Role of cyberinfrastructure in educating the next generation of computational materials scientists

  • Susan B SinnottEmail author
  • Simon R Phillpot
Open Access
Part of the following topical collections:
  1. Use of Digital Data in Materials Science and Engineering


An overview of cyberinfrastructures developed to advance the field of materials modeling is presented. The role of cyberinfrastructures in educating the next generation of the workforce is also discussed, with an emphasis on the Cyberinfrastructure for Atomistic Simulation (CAMS). The paper concludes with a summary regarding the future outlook of cyberinfrastructures, especially with regard to education.


Cyberinfrastructure Material modeling Education 


The last decade has witnessed tremendous growth in the development and utilization of cyberinfrastructures in a variety of science and engineering disciplines. This includes the materials modeling community, where cyberinfrastructures have been used to enable the sharing of information to advance a specific objective within a team of researchers, or within a specific community to distribute information or establish best practices. For example, the Atomic-scale Friction Research and Education Synergy Hub (AFRESH) [1] was developed to share links to computational tools, data provided by users and mined from the literature, and best practices for modeling friction with atomic-scale simulations.

Cyberinfrastructures have additionally been used to host databases generated from a particular experimental apparatus, from a computational program, and/or from published literature. Having extensive, specialized data gathered in a single location and available to other researchers is extraordinarily beneficial for subsequent material design and discovery. This has therefore been a common way in which cyberinfrastructure has been used, at least in part. For instance, the Materials Project at MIT [2] provides access to databases of material properties generated using first-principles calculations. The focus is primarily on materials for energy storage applications, although the information may be useful for a variety of applications. Another example is the AFLOWLIB [3] cyberinfrastructure, hosted at Duke University, that provides access to an extensive database of metal alloy properties and phase diagrams. AFLOWLIB also hosts databases of material properties that include structural, electronic, and thermoelectric characteristics, to name just a few.

An important use of cyberinfrastructures for computational materials science has been to give broad access to computational tools of various types. For example, in the case of AFRESH access to tools for displaying the output of atomic-scale simulations and examples for their optimal use were provided.
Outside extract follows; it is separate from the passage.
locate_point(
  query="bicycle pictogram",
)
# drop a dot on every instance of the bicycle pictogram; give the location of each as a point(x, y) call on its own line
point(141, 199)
Additionally, both the Materials Project and AFLOWLIB allow users to carry electronic structure calculations through the cyberinfrastructure itself at computers located at the hosting institution. Cyberinfrastructures may further serve to organize and disseminate information that is critical for the optimal use of a computational method. This is exemplified by the openKIM project [4] and the NIST Interatomic Potentials Repository Project [5] that catalog interatomic potentials for classical simulations in a unique way so that they may be clearly identified when they are used. These cyberinfrastructures further host their organizational systems in a user friendly way and propagate information to the community as a whole.

An additional important application of cyberinfrastructure in computational materials science and engineering is to enhance the education of the next generation of computational materials scientists. For example, the openKIM project has held several workshops, primarily students and postdocs, about the openKIM cataloging system, including information on how to migrate potentials to the cyberinfrastructure, and to how to fully used the of the openKIM system for potential development.

This educational role is critical and will deepen the understanding of newcomers to the field, assist them with learning to use important technical software for computing and data analysis, and provide a forum for them to share information. Educating the next generation in this manner is also a critical step to ensure the long-term viability of the cyberinfrastructure itself. Indeed, it will ultimately be this next generation who will use, maintain, and expand these platforms.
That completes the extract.